Autant de petits mystères Gracq qui se renouvellent à chaque oeuvre que je découvre, qui me régalent pendant la lecture mais qui me rendent la tâche sacrément difficile pour en parler ensuite.

Le fond de ce roman est évidemment profond, j’y viendrai après. Mais ce qui m’a frappée d'emblée, comme d'habitude, ce sont les ambiances, les atmosphères qui doivent trouver des résonances en moi pour me plaire autant.
Sans doute parce que tout d’abord Gracq sait recréer à merveille l’univers du rêve. Parfois lourd et oppressant, parfois léger et grisant. Je ne suis pas prête d’oublier tous ces lieux chargés de mystère, la forteresse, la cité lacustre de Maremma, l'ile de Vezzano, cette ville inconnue de Rhages qui brille dans la nuit...On partage si bien le malaise d'Aldo, sa curiosité, son attrait de l'inconnu, son excitation...
Impression étrange que des paysages que j’avais déjà vus ou rêvés (de lagunes, de marécages, de bord de mer) se superposaient à ces descriptions que je lisais….
Et donc bien sûr cette importance donnée aux paysages, qui sont bien plus qu'un simple décor, mais qui reflètent ici l'histoire-même, ces régions marécageuses qui symbolisent cet enlisement que certains combattent et d’autres voudraient conserver.
En ce qui concerne l’intrigue, quelle habileté dans cette manière de faire grandir peu à peu la tension, monter le malaise, dans l’accumulation de ces « signes », inquiétants mais qui restent toujours mystérieux, indéfinissables. Ce genre de menace sans visage qui rôde dans certains rêves. 
Et toujours cette langue riche et poétique qui fait sans cesse naître des images de toute beauté et qui agit comme un sortilège, je l'ai dit plus haut et donc je me répète, mais franchement je ne trouve pas de terme plus approprié.

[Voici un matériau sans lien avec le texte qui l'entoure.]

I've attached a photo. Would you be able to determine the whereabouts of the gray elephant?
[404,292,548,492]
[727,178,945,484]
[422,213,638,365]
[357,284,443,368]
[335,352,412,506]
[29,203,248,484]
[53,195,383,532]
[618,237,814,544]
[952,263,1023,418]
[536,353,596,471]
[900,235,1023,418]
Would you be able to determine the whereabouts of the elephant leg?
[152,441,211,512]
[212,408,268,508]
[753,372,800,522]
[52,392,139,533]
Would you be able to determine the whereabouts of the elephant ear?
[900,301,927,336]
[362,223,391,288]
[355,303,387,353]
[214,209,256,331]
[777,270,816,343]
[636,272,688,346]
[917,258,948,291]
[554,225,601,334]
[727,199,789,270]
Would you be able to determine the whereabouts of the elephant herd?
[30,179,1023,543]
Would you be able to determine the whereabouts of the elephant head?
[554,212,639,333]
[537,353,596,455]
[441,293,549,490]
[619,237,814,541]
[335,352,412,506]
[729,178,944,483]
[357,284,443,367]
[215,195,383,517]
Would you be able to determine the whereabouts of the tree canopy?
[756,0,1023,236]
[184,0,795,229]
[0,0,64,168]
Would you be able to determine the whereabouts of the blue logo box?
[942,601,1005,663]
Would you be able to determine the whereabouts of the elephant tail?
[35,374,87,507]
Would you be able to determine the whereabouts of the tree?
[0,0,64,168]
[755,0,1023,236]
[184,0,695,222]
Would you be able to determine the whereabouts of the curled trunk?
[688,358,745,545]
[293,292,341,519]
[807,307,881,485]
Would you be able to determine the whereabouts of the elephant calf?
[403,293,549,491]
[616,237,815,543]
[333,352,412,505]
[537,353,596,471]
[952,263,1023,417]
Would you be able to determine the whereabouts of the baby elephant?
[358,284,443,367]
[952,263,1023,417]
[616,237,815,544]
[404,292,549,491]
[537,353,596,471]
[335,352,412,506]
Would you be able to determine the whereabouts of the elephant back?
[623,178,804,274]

Comme je le disais, ce sont des interrogations importantes qui sont à la base de ce roman. Elles concernent d’une part la société humaine dans son ensemble : quel est le moteur de l’histoire, qu’est-ce qui fait naître et mourir les civilisations, qu’est-ce qui amène les révolutions, les guerres, comment fonctionne le pouvoir ? Et d’autre part, à un niveau plus intime et personnel, ce roman soulève des questions troublantes, existentielles : quelle attitude faut-il avoir face à la vie ? Choisir l’action et la prise de risque quitte à affronter le danger et le bouleversement, ou préférer une sécurité et un ordre ressemblant déjà à l’immobilité de la mort? Faut-il mourir vivant ou déjà mort ?

Je ne sais pas, de ces atmosphères ou de ces interrogations, lesquelles m’ont frappée le plus. En tout cas Le Rivage des Syrtes est un roman qui me marquera durablement, je pense.